Christobal, who had missed no word of Elsie’s frenzied protest in the saloon, nor failed to note the manner of Courtenay’s greeting, seemed to take the collapse of his own aspirations with the unmoved stoicism he had displayed in the face of danger.

“The ship’s boats—” he began, but the captain raised his gun and fired twice aft along the side of the vessel. Cries of pain and a good deal of splashing in the sea proved that he had expedited the departure of several Indians who were perched on the rails beyond the reach of Walker’s steam jet.

“The ship’s boats,” went on Christobal calmly, “have turned up in some mysterious manner, just in the nick of time. A few minutes more, and they would have been too late.”

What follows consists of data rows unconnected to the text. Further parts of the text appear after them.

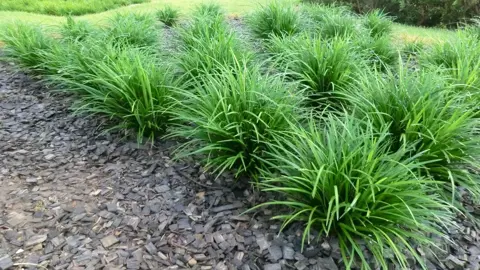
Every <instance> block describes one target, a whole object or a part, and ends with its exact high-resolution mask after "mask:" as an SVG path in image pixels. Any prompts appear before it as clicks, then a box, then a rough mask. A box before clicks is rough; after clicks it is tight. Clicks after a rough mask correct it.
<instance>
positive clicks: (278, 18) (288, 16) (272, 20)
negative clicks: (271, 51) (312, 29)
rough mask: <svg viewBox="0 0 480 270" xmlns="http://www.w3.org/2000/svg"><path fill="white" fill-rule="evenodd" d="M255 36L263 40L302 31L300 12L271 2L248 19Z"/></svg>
mask: <svg viewBox="0 0 480 270" xmlns="http://www.w3.org/2000/svg"><path fill="white" fill-rule="evenodd" d="M247 24H248V25H249V26H250V28H251V29H252V32H253V33H254V35H255V36H256V37H258V38H261V39H268V38H270V36H272V35H273V36H285V35H293V34H296V33H298V32H300V31H301V29H302V23H301V19H300V16H299V14H298V12H297V11H296V10H295V9H294V8H293V7H292V6H291V5H286V4H281V3H279V2H271V3H269V4H267V5H265V6H262V7H261V8H260V9H259V10H257V11H256V12H254V13H253V14H251V15H250V16H249V17H248V18H247Z"/></svg>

“But where have they come from? Where can they have been all these days?” whispered Elsie, whose eyes were so dimmed that she perforce abandoned the effort to make out what was going on in the sea near the ship.

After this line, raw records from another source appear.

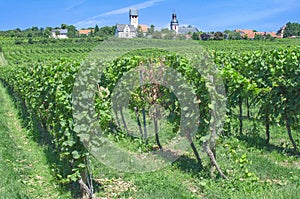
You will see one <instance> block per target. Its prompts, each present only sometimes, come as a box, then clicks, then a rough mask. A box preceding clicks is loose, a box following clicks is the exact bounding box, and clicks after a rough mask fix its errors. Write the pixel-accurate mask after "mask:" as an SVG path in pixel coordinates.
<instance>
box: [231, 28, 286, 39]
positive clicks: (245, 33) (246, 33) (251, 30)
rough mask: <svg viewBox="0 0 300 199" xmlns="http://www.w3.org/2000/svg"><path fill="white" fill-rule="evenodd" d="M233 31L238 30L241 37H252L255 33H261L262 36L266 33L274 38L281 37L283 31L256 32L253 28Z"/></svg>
mask: <svg viewBox="0 0 300 199" xmlns="http://www.w3.org/2000/svg"><path fill="white" fill-rule="evenodd" d="M235 32H238V33H240V34H241V36H242V37H244V38H245V37H247V38H248V39H254V38H255V35H261V36H263V37H265V36H267V35H271V37H274V38H282V37H283V33H282V34H281V33H280V34H278V33H276V32H257V31H253V30H238V29H237V30H235Z"/></svg>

“My brain reels under the wildest guesses. At present we are chiefly concerned in the fact that they are here. Yet people say that the age of miracles has passed: obviously a foolish remark.”

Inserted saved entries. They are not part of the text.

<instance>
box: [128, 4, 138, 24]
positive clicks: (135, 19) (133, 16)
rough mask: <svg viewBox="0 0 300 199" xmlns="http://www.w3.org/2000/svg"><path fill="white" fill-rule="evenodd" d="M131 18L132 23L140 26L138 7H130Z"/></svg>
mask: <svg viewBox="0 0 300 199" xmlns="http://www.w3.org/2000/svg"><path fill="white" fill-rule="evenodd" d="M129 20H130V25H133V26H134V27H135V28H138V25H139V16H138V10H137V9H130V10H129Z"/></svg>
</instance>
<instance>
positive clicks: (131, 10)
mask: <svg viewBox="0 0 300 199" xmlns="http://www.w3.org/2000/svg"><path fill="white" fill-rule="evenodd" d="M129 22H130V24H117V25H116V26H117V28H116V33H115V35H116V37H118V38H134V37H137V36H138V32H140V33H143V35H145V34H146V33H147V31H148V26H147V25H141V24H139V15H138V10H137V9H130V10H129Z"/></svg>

Those who have been plucked from the precipice by a sleeve, as it were, are seldom able to concentrate their attention on the one thought which should apparently swamp all others. They either yield to the strain, and lapse into unconsciousness, or their minds become the arena of minor emotions, wherein trivialities play battledore and shuttlecock with the tremendous issues of the moment. When a more extended knowledge of all that had happened, joined to a nicer adjustment of the time-factor in events, enabled Elsie to realise the extraordinary deliverance from death which she had been vouchsafed that night, she began to appreciate the service which Christobal rendered her in discussing matters with such nonchalance.

Barely a minute had elapsed since they were in the throes of a struggle which promised to be the last act of a tragedy. The ship was then over-run by a horde of howling savages, maddened by the desperate resistance offered by the defenders, and ruthless as wolves in their lust for destruction. Now, the Kansas was clear of every bedaubed Alaculof, save the many who cumbered the decks, either dead or so seriously wounded that they could not move. These men were so near akin to animals, that this condition implied ultimate collapse save in a few instances of fractured skulls and broken limbs. From the final stage of a hopeless butchery the survivors of the ship’s company were suddenly transferred to a position of reasonable security. It was not that the arrival of the ship’s boats meant such an accession of fighting strength that the Alaculofs could not have made sure of victory. Gray and his companions were badly armed. The Indians remaining in the canoes could have pelted them to shreds in a few minutes. Even those on the ship had the power to resist any attempt by the newcomers to gain the decks. But the superstitious savages had already screwed themselves up to an act of unusual daring in delivering a night attack, and the appearance of boats filled with men of whose fighting qualities they had already such a lively experience quite demoralized them. They fled without attempting a counter assault. Just as negroes conjure up white demons, so did these nude Alaculofs regard with awe men who wore clothes. They were ready to kill and eat the strange beings of another race who, few in numbers and ill armed, wandered into their rock-pent fastness, but it was quite a different thing to face them in equal combat.